Stock investors were clearly just as befuddled by the result as everyone else. Dow futures were down nearly 800 points soon after Trump made his 3 AM EST acceptance speech, but that changed quickly. The Dow opened down only 15 points and rallied steadily, ending Wednesday up 257 points, or 1.4%, for a record closing high. As the day progressed, it seems stock buyers remembered Trump’s vow to lower both corporate and individual tax rates, and his proposal to create a ‘tax holiday’ so US companies could repatriate up to $3 billion in profits held offshore (without paying further taxes to the IRS). With Republicans in control of the Senate and House, these pro-growth proposals might actually happen, and happen quickly, so it’s little wonder the markets rebounded so convincingly.

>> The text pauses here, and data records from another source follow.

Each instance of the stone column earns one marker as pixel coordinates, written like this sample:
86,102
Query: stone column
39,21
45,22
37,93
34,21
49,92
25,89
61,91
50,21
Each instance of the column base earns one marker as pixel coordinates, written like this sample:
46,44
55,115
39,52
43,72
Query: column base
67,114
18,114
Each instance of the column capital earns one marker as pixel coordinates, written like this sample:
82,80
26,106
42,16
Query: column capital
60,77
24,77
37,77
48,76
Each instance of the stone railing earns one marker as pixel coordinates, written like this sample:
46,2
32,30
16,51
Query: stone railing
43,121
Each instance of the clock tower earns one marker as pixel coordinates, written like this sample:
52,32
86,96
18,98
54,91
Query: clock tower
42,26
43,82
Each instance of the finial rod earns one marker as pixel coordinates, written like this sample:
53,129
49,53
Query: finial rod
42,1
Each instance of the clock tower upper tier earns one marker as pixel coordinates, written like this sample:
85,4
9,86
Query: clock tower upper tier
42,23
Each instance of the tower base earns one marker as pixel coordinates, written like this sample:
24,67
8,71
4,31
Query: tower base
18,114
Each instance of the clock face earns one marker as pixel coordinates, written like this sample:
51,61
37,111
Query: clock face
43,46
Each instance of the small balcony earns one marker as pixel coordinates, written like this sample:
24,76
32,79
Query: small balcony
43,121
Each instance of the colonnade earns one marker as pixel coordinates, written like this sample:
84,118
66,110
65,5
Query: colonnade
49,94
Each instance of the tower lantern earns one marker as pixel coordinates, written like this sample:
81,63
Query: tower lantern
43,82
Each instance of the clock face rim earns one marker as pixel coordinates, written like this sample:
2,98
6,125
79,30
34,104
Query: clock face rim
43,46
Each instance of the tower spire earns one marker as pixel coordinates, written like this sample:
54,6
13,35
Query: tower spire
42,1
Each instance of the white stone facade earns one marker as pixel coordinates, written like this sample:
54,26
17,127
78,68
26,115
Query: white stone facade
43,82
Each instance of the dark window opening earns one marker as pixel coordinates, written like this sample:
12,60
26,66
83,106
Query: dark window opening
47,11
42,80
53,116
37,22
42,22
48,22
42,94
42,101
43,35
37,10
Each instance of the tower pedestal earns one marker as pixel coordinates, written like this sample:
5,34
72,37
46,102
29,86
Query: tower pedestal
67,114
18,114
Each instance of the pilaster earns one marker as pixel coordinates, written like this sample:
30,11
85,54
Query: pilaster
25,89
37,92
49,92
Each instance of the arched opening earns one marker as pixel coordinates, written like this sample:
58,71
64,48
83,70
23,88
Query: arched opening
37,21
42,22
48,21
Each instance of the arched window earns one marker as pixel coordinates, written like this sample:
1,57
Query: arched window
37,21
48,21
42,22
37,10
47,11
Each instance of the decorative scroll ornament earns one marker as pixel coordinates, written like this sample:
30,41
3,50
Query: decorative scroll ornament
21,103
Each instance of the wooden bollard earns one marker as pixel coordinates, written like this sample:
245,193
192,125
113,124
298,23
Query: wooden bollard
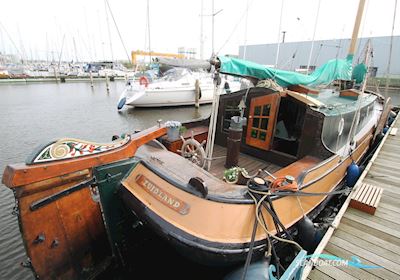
197,94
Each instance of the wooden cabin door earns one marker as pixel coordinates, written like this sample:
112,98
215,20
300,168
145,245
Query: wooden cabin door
261,121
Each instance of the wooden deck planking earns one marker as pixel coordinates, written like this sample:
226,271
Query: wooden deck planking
374,239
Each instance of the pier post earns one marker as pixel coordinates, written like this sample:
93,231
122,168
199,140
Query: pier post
197,94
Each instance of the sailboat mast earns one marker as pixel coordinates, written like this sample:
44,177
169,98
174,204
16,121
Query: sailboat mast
109,31
201,30
312,43
356,28
212,28
390,50
279,35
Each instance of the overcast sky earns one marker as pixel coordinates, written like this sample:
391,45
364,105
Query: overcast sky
37,29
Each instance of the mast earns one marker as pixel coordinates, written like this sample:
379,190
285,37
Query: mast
390,50
356,28
201,30
212,29
109,31
279,35
312,43
245,30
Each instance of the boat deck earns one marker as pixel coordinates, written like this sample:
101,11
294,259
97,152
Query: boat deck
374,239
251,164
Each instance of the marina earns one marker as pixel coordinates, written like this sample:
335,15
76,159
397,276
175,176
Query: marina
374,239
245,160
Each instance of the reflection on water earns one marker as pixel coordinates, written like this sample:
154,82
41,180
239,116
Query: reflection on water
34,114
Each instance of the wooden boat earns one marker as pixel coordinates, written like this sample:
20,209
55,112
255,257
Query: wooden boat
68,192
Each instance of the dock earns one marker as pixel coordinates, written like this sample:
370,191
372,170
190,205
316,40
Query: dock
373,239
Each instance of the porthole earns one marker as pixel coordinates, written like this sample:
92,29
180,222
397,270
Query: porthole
341,126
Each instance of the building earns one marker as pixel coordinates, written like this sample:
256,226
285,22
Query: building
294,55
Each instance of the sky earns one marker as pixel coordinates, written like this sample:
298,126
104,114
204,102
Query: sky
85,30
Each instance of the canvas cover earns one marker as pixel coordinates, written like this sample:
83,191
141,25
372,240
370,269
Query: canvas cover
335,69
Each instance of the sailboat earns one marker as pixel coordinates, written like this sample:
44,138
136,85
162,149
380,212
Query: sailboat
291,144
182,84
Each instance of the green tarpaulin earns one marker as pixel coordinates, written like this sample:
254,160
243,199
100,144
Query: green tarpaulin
335,69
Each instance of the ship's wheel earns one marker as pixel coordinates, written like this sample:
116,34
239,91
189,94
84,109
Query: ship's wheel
193,151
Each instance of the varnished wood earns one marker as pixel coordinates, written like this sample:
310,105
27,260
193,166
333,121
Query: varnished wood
21,174
273,101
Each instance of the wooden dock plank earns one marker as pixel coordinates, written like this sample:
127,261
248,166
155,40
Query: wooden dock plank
346,254
318,275
380,218
380,251
353,271
385,206
373,224
376,232
336,273
373,257
370,238
374,239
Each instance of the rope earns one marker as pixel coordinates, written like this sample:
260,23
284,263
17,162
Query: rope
270,234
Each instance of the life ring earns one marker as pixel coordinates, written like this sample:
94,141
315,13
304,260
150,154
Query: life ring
144,81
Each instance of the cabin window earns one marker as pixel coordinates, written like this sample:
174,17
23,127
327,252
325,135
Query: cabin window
231,110
260,122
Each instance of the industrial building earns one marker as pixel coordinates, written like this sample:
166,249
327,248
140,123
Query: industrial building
294,56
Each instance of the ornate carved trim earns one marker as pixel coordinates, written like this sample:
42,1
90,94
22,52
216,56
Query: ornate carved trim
67,148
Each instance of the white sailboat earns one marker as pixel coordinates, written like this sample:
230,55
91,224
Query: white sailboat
177,87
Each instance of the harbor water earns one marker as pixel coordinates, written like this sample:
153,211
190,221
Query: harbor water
35,114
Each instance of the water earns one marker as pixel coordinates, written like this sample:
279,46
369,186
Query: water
35,114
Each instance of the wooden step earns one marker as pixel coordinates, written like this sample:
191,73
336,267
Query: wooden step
366,198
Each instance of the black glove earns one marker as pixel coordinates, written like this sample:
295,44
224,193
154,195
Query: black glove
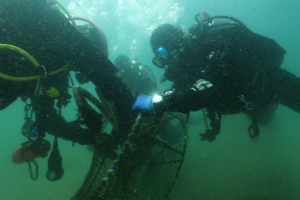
215,124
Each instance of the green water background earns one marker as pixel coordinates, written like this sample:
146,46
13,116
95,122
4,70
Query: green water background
231,168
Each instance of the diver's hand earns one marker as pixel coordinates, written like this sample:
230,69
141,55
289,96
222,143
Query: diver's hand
144,102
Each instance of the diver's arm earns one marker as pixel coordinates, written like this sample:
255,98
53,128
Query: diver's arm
190,99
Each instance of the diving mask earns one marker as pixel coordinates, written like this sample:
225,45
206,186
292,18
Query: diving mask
162,58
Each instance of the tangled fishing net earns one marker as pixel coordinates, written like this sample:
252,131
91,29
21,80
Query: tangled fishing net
144,167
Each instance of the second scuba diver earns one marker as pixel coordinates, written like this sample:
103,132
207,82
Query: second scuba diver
224,67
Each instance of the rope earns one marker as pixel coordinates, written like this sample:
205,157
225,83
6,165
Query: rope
116,162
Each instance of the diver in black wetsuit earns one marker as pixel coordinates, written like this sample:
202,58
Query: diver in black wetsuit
138,77
224,67
49,37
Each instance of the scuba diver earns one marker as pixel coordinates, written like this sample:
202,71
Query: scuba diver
37,44
224,67
138,78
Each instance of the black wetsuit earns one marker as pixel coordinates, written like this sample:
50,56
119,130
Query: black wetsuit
231,70
51,39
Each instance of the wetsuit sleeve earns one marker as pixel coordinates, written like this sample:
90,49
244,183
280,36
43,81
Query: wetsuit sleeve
49,121
191,99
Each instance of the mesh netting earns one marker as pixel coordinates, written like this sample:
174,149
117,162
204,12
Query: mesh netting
148,166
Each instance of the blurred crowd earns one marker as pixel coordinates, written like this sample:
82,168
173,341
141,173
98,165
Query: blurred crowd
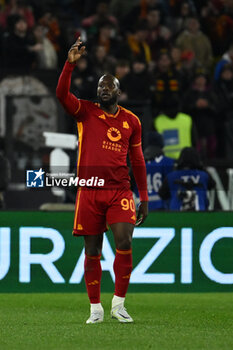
176,55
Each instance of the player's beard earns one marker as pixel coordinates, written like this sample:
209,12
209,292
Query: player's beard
108,103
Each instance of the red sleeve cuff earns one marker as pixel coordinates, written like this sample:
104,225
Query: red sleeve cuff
143,195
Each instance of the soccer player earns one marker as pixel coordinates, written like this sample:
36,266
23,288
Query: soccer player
107,133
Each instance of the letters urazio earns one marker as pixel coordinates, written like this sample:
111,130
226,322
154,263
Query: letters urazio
163,238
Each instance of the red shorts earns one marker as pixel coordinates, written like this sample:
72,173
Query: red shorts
95,209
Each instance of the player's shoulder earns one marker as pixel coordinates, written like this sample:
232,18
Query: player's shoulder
132,117
89,104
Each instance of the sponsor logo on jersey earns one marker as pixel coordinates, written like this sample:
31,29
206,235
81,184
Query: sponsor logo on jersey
114,134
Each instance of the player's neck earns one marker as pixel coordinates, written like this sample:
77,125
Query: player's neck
110,109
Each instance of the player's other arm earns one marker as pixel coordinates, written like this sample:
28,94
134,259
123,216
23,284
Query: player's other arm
66,98
139,170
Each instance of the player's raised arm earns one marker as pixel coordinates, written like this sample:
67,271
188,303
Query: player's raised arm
139,170
66,98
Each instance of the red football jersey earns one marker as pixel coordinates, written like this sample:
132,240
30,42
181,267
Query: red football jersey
105,140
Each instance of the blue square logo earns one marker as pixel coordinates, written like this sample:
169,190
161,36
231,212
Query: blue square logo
35,178
171,137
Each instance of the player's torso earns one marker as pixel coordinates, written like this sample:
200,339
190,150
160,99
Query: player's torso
105,138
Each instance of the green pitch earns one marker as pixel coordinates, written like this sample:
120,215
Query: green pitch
162,321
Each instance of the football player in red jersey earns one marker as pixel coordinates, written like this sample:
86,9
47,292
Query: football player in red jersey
107,133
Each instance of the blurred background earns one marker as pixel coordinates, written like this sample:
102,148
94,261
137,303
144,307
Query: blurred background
174,61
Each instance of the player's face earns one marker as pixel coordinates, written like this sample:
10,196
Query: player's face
108,90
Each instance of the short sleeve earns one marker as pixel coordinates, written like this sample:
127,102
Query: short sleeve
136,138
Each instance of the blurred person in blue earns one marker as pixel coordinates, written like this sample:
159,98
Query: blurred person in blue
158,166
187,187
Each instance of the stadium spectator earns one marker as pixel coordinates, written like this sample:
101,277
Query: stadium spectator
224,91
122,71
92,23
137,43
177,22
46,55
158,166
201,102
139,13
155,31
187,187
194,40
188,69
136,84
227,58
51,23
84,80
165,82
177,129
17,7
104,38
101,61
218,26
107,132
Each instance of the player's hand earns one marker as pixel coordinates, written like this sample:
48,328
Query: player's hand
75,51
142,213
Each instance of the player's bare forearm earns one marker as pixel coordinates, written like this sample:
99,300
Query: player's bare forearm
139,170
76,52
66,98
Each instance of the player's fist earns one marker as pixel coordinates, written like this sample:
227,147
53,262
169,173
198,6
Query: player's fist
75,51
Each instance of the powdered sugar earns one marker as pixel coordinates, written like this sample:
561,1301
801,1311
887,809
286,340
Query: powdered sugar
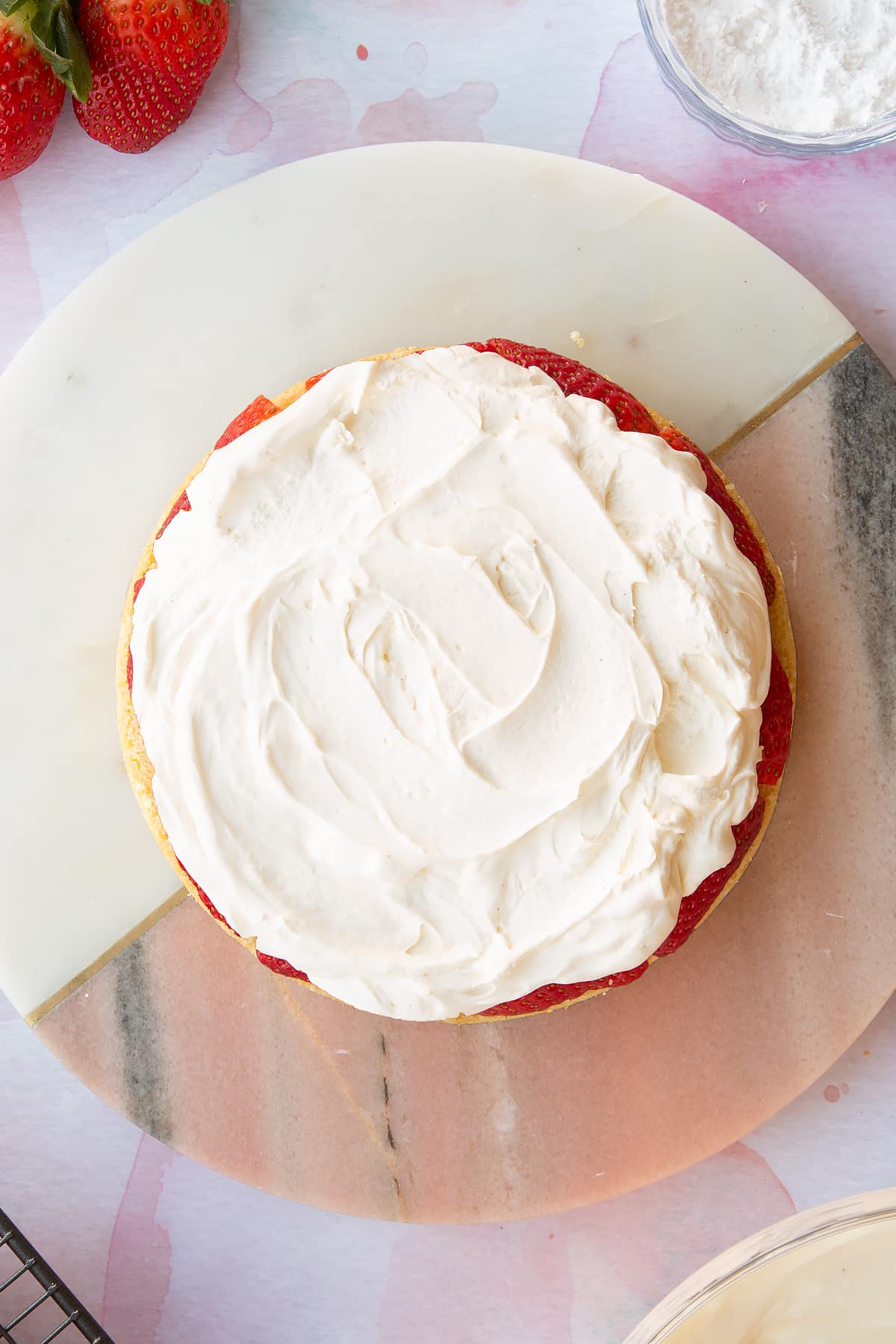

Health care and financial stocks led the way higher. Health care stocks were the market’s worst performing sector in 2016, as investors feared intensified regulation under a Clinton White House and Democratic Senate. With Republicans controlling all three branches, I suspect health care stocks will continue outperforming through year end. Bank stocks also jumped, as Trump has criticized the Federal Reserve zero interest rate policy. Trump is highly likely to replace dovish Fed chair Janet Yellen, possibly before her term expires in 2018. In that scenario bank profits, and bank stocks, could be surprising winners. I own two Texas bank stocks—Texas Capital Bancshares (TCBI) and Legacy Texas (LTXB)—and would encourage investors to buy high quality regional banks like these into this potentially ongoing rally.
Trump may not be all good for investors, however. He has shown no willingness to propose solutions for our looming entitlement shortfall, and many predict deficits during Trump’s presidency could be worse than the $500 billion to $1 trillion deficits during Obama’s eight-year reign. Someday, possibly while Trump is in office, investors might demand the US pay much higher interest rates on our already massive $19 trillion debt. Stock prices would almost certainly suffer in that event.
Personally, I wish Mr. Trump well. He was not my first (or second or third) choice. But I hope he can make our already great country even greater.